La Skala der Ausbildung et mon ego d'amateur

On nous en parle souvent en théorie, de cette fameuse échelle de progression du dressage (la Skala der Ausbildung). Il y a 6 piliers, et la rectitude n'arrive qu'en 5ème position. Je me disais naïvement qu'on verrait ça bien plus tard, une fois que je saurais faire un départ au galop du pas sans stress. Mais dans la réalité du manège, la rectitude s'invite partout, même quand on ne l'appelle pas.
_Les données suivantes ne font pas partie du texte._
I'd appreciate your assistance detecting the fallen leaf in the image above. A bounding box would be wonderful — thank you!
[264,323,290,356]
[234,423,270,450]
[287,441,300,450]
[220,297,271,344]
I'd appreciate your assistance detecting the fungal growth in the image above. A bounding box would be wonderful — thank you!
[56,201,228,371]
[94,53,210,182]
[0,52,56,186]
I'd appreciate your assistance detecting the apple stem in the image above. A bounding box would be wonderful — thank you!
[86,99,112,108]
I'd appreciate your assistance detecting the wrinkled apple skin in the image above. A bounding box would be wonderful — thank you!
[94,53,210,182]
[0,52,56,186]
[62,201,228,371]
Dans notre carrière de 60m x 20m, la moindre asymétrie se paie cash. Le cheval est naturellement 'gaucher' ou 'droitier', comme nous. Ce soir de novembre, j'ai réalisé que mon cheval fuyait systématiquement par l'épaule externe dès que je lâchais un peu la pression. Résultat : on flottait, on n'était jamais vraiment 'dedans'. J'avais l'impression de piloter un caddie de supermarché dont une roue refuse de tourner.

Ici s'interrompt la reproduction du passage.